Get a thread safe copy of torch::nn::Sequential object

I need to get a copy of shared neural network of type torch::nn::Sequential in a multi-threaded code. In each thread, I want to change the weights of the neural net and I need to make sure that the weights do not mix up with each other. It seems that I cannot directly use auto l_model = model; since it only provides a new pointer which points to the same address in the memory that the original object lives in. So, whenever I change the weights in one thread, all other threads see that change, which is not desirable. I also declared and instantiated the new model as auto l_model = torch::nn::Sequential(model); which still results in the same issue.

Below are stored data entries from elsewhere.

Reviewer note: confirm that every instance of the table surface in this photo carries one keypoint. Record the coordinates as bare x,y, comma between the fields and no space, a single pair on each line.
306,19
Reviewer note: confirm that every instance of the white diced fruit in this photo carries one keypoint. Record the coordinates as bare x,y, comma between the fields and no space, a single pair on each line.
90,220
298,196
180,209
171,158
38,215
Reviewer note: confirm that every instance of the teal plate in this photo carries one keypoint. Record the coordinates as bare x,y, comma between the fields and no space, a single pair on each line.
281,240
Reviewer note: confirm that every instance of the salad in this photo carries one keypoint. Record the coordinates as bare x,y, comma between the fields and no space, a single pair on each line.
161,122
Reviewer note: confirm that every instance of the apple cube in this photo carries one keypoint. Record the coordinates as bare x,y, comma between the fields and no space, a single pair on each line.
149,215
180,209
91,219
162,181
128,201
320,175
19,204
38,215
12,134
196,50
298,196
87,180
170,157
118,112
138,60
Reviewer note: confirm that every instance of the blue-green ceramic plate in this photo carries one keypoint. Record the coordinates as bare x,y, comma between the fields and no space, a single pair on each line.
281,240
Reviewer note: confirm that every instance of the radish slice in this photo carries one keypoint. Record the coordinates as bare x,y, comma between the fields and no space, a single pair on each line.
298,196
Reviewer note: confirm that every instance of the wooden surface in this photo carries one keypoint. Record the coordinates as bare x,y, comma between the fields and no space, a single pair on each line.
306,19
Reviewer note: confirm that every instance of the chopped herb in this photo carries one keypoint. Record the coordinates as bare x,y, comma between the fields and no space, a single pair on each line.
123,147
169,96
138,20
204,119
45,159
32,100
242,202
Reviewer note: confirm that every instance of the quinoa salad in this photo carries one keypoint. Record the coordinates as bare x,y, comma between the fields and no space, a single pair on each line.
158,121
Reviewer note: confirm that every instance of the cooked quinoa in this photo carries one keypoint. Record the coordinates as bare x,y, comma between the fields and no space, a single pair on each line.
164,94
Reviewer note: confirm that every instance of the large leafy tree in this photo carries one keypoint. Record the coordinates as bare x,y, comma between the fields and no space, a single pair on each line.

I appreciate any help or comment.

#include <omp.h>
#include "iostream"
#include <ATen/ATen.h>
#include <torch/torch.h>

void set_weights(torch::nn::Sequential &model, float w){

    torch::autograd::GradMode::set_enabled(false);
    for (auto &p : model->named_parameters()) {
        std::string y = p.key();
        auto z = p.value(); // note that z is a Tensor, same as &p : layers->parameters

        if (y.compare(2, 6, "weight") == 0)
            z.uniform_(w, w);
        else if (y.compare(2, 4, "bias") == 0)
            z.uniform_(0, 0);
    }
    torch::autograd::GradMode::set_enabled(true);

}

void print_weights(torch::nn::Sequential &model) {
    //Returns an iterator over module parameters, yielding both the name of the parameter as well as the parameter itself.
    auto params = model->named_parameters(true /*recurse*/);
    for (const auto &pair : params) {
        std::cout << pair.key() << ": " << pair.value() << std::endl;
    }
}

int main()
{
    int N=3;
    torch::Tensor x = torch::tensor({1,1,1,1}).toType(torch::kFloat32);
    int thread;

    torch::nn::Sequential model(torch::nn::Linear(4,2),
                                torch::nn::Functional(torch::relu),
                                torch::nn::Linear(2,1));
    torch::Device device_ = torch::Device(torch::kCPU);
    model->to(device_);
    model->to(torch::kFloat32);
    set_weights(model, 1.);
    omp_set_num_threads(2);
#pragma omp parallel for private(thread) shared(N) //, private(x)
    for (int i=0; i<N; i++) {
        thread = omp_get_thread_num();
        auto l_model = model;

        std::cout << "g-model" <<std::endl;
        print_weights(model);
        set_weights(l_model, (float)thread);
        std::cout << "l-model" <<std::endl;
        print_weights(l_model);
        std::cout << "g-model" <<std::endl;
        print_weights(model);
        auto out = l_model->forward(x);
        auto tmp = out.item<float>();
        result[i][0] = (float)thread;
        result[i][1] = *out_f;
    }
    for (int i=0; i <N ; i++){
        std::cout << "i=" << i << " thread=" << result[i][0] << " out=" << result[i][1] << std::endl;
    }

    return 0;
}